For the first time in the history of LREC, the Institute of Smart Systems and Artificial Intelligence (ISSAI)
presented two papers – KazakhTTS2: Extending The Open-Source Kazakh TTS Corpus With More Data,
Speakers, And Topics by Saida Mussakhojayeva, Yerbolat Khassanov, Huseyin Atakan Varol and KazNERD: Kazakh Named Entity Recognition Dataset by Rustem Yeshpanov, Yerbolat Khassanov, Huseyin Atakan Varol. While the KazakhTTS2 paper, offering a greatly expanded version of the previously published Kazakh text-to- speech synthesis corpus, was presented remotely by ISSAI postdoctoral scholar Yerbolat Khassanov, ISSAI technical writer Rustem Yeshpanov had the luxury of giving an on-site poster presentation on KazNERD.
KazNERD is the largest publicly available dataset for Kazakh named entity recognition. The dataset was
annotated according to guidelines developed by ISSAI specifically for and in the Kazakh language.
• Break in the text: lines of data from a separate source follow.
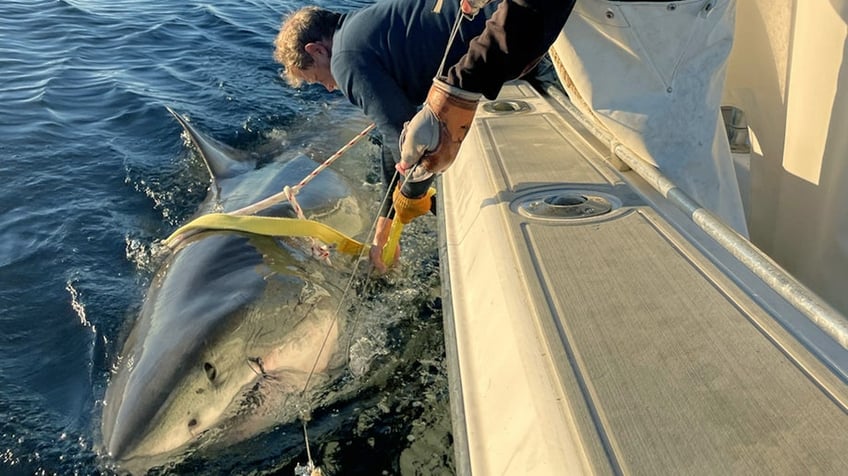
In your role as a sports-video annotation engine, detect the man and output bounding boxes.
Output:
[274,0,494,271]
[394,0,747,236]
[394,0,575,223]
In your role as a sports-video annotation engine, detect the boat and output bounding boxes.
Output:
[437,0,848,475]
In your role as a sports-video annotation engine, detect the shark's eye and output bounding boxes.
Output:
[203,362,218,382]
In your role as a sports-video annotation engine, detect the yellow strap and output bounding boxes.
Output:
[165,213,365,255]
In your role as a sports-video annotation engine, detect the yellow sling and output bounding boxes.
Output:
[165,213,366,255]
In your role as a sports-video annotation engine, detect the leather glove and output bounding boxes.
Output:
[395,79,480,178]
[392,186,436,225]
[459,0,492,18]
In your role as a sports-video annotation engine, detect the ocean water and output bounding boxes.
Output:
[0,0,453,475]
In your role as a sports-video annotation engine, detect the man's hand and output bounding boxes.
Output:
[459,0,492,18]
[368,217,400,274]
[398,79,480,175]
[392,185,436,225]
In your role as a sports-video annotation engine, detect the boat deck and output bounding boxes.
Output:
[439,81,848,475]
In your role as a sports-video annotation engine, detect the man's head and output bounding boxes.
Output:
[274,7,340,91]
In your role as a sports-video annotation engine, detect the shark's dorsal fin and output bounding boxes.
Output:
[165,106,256,179]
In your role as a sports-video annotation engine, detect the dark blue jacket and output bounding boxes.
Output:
[330,0,495,172]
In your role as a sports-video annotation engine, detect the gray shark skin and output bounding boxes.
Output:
[101,109,366,472]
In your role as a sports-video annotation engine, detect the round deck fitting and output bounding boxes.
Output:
[518,190,614,220]
[483,99,533,114]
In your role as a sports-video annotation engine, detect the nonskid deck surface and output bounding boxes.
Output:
[440,82,848,474]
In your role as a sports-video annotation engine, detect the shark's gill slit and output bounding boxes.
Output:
[203,362,218,382]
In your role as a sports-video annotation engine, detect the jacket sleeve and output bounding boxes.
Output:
[446,0,575,99]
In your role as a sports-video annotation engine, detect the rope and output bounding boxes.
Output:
[231,123,376,215]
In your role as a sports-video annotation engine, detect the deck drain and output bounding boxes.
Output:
[483,99,532,114]
[518,192,613,220]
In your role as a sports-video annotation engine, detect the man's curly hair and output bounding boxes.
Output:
[274,7,341,87]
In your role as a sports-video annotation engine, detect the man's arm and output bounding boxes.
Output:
[400,0,575,189]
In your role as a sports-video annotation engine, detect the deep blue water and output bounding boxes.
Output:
[0,0,452,475]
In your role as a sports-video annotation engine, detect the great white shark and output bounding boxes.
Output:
[101,109,367,471]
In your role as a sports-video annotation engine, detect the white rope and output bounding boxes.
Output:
[231,123,376,215]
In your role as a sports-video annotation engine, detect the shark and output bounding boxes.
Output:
[100,108,368,472]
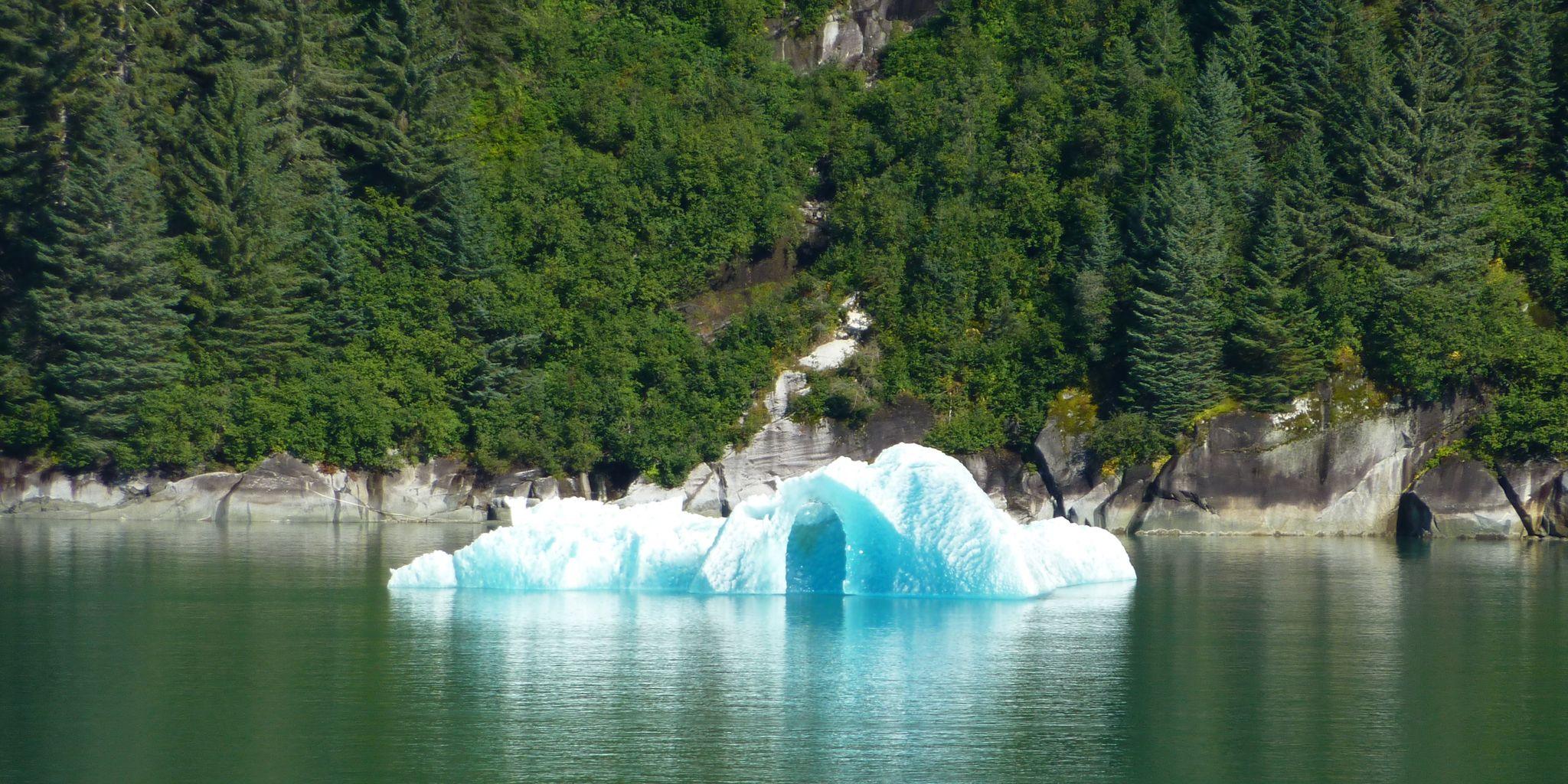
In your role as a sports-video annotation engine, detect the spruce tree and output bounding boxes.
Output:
[1073,211,1121,362]
[1491,0,1557,172]
[1351,2,1487,283]
[1125,169,1227,430]
[1181,58,1257,241]
[174,61,304,373]
[28,94,184,466]
[1227,196,1321,406]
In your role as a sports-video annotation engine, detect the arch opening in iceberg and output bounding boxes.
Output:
[784,503,845,593]
[389,444,1134,597]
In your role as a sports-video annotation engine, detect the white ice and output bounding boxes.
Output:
[389,444,1134,597]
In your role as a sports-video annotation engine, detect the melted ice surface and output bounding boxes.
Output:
[389,444,1134,597]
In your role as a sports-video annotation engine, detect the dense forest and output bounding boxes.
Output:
[0,0,1568,483]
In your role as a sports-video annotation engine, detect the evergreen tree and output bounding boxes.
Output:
[1491,0,1557,172]
[28,97,184,466]
[174,63,304,374]
[1181,58,1257,243]
[1227,198,1321,406]
[1351,2,1487,283]
[1128,169,1227,431]
[1073,211,1121,362]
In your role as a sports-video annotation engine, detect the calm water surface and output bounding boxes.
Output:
[0,519,1568,782]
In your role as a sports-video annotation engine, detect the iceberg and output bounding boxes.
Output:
[389,444,1134,597]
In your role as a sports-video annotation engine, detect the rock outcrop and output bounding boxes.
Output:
[769,0,941,70]
[0,455,491,522]
[1396,459,1530,540]
[1037,374,1568,537]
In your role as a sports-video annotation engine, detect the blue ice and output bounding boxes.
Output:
[389,444,1134,597]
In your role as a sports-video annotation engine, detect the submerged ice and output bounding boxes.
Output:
[389,444,1134,597]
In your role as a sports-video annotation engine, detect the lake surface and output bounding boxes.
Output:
[0,519,1568,782]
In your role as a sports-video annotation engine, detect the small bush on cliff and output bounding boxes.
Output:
[1088,413,1171,466]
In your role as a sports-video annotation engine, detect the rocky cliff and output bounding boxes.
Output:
[0,368,1568,537]
[1037,377,1565,537]
[769,0,941,70]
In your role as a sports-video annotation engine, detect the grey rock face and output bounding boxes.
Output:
[1060,377,1563,537]
[1397,459,1527,540]
[1498,462,1568,537]
[769,0,941,70]
[0,455,491,522]
[958,449,1055,521]
[1035,398,1109,522]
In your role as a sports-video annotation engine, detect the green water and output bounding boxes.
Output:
[0,519,1568,782]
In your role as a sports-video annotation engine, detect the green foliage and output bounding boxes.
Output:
[0,0,1568,483]
[925,410,1007,455]
[1086,413,1171,466]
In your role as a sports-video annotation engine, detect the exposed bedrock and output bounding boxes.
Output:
[0,455,489,522]
[1060,378,1568,537]
[769,0,941,70]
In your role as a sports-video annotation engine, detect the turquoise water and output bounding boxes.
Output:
[0,519,1568,782]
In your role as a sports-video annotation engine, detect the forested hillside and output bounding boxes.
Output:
[0,0,1568,482]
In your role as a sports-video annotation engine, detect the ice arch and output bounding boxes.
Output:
[390,444,1134,597]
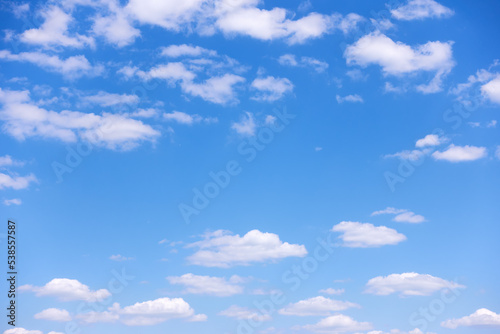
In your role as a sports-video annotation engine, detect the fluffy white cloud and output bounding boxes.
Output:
[167,273,243,297]
[0,88,160,150]
[219,305,272,322]
[319,288,345,295]
[278,53,329,73]
[432,144,488,162]
[372,207,425,223]
[163,111,217,125]
[0,198,23,206]
[251,76,293,102]
[415,134,448,147]
[365,273,465,296]
[34,308,72,322]
[161,44,217,58]
[481,76,500,104]
[344,32,455,93]
[441,308,500,329]
[278,296,360,316]
[231,111,257,136]
[19,278,111,302]
[332,221,406,248]
[188,230,307,268]
[20,6,94,48]
[0,173,37,190]
[82,91,139,107]
[335,94,364,103]
[391,0,454,21]
[302,314,373,333]
[0,50,104,79]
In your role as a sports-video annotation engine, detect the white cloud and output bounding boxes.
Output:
[332,221,406,248]
[391,0,454,21]
[278,54,329,73]
[319,288,345,295]
[372,207,426,224]
[441,308,500,329]
[20,6,95,48]
[19,278,111,302]
[231,111,257,136]
[109,254,134,262]
[0,88,160,150]
[481,76,500,104]
[163,111,217,125]
[432,144,488,162]
[278,296,360,317]
[83,91,139,107]
[181,73,245,104]
[0,50,104,79]
[344,32,455,93]
[335,94,364,103]
[161,44,217,58]
[0,198,23,206]
[0,173,37,189]
[365,273,465,296]
[188,230,307,268]
[118,298,194,326]
[251,76,293,102]
[302,314,372,333]
[34,308,72,322]
[415,134,448,147]
[167,273,243,297]
[219,305,272,322]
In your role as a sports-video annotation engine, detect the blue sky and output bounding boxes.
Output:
[0,0,500,334]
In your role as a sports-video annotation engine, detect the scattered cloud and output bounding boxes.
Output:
[432,144,488,162]
[441,308,500,329]
[251,76,293,102]
[336,94,364,103]
[372,207,426,224]
[218,305,272,322]
[188,230,307,268]
[19,278,111,302]
[301,314,373,333]
[278,296,360,317]
[391,0,454,21]
[365,273,465,296]
[167,274,243,297]
[34,308,72,322]
[332,221,406,248]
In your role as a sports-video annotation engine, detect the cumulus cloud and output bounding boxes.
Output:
[332,221,406,248]
[188,230,307,268]
[365,273,465,296]
[34,308,72,322]
[167,273,243,297]
[278,296,360,316]
[344,32,455,93]
[0,88,160,150]
[432,144,488,162]
[301,314,373,333]
[391,0,454,21]
[335,94,364,103]
[251,76,293,102]
[0,50,104,80]
[372,207,425,223]
[219,305,272,322]
[441,308,500,329]
[19,278,111,302]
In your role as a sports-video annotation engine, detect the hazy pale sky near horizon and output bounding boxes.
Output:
[0,0,500,334]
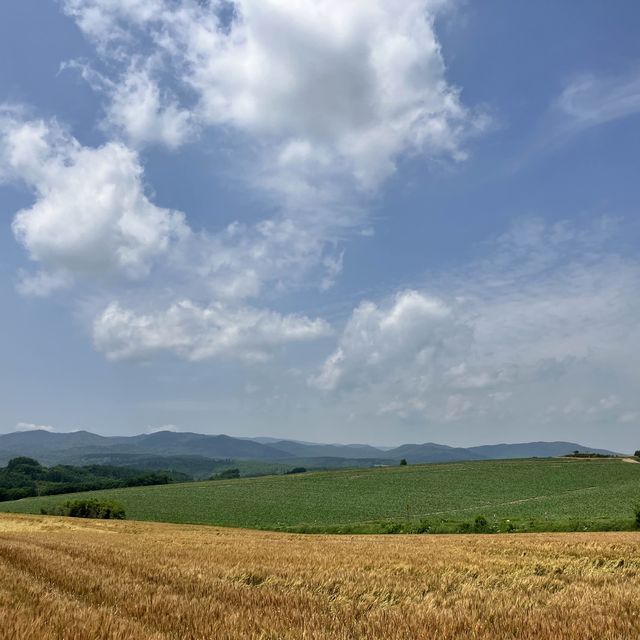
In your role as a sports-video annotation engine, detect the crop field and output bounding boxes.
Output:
[0,515,640,640]
[0,459,640,533]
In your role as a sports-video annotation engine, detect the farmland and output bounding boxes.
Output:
[0,459,640,533]
[0,515,640,640]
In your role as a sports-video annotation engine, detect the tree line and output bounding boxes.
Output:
[0,457,192,501]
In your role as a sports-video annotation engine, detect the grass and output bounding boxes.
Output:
[0,459,640,533]
[0,515,640,640]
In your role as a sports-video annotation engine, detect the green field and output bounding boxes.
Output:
[0,459,640,533]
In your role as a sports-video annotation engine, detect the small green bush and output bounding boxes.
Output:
[40,498,125,520]
[218,469,240,480]
[473,516,489,533]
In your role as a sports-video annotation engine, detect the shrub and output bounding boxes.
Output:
[473,516,489,533]
[415,520,431,533]
[215,469,240,480]
[40,498,125,520]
ISSAI also developed four state-of-the-art machine learning models to automate Kazakh named entity recognition, with the best model achieving an F 1 -score of 97.22%. The KazNERD poster presentation was unanimously well received by conference attendees. They gave high praise to the informativeness of the poster as well as its bright colours and illustrations.
Rustem Yeshpanov also participated in a workshop entitled “Dataset Creation for Lower-Resourced
Languages”, where he was able to share his first-hand experience of creating an annotated dataset for Kazakh. At the conference, Rustem had the honour of meeting ELRA President António Branco, ELRA Honorary President Nicoletta Calzolari, and ELRA Secretary General Khalid Choukri in person and gave them an informal presentation on ISSAI’s past and ongoing projects. President Branco left a congratulatory note on the KazNERD poster and signed it. Rustem was also able to establish friendly contacts with researchers, such as Chihiro Taguchi (Nara Institute of Science and Technology / University of Edinburgh), Sardana Ivanova (University of Helsinki), Jonne Sälevä (Brandeis University), and Buse Çarık (Sabanci University), whose research focuses on Turkic languages.
It is worth noting that there were four research projects from Kazakhstan at LREC. All the projects
represented Nazarbayev University. Besides KazakhTTS2 and KazNERD, the other two papers were
Crowdsourcing Kazakh-Russian Sign Language: DailySigners-50 by Medet Mukushev, Aidyn Ubingazhibov, Aigerim Kydyrbekova, Alfarabi Imashev, Vadim Kimmelman, and Anara Sandygulova and Cyrillic-MNIST: a Cyrillic Version of the MNIST Dataset by Bolat Tleubayev, Zhanel Zhexenova, and Anara Sandygulova from the Department of Robotics and Mechatronics.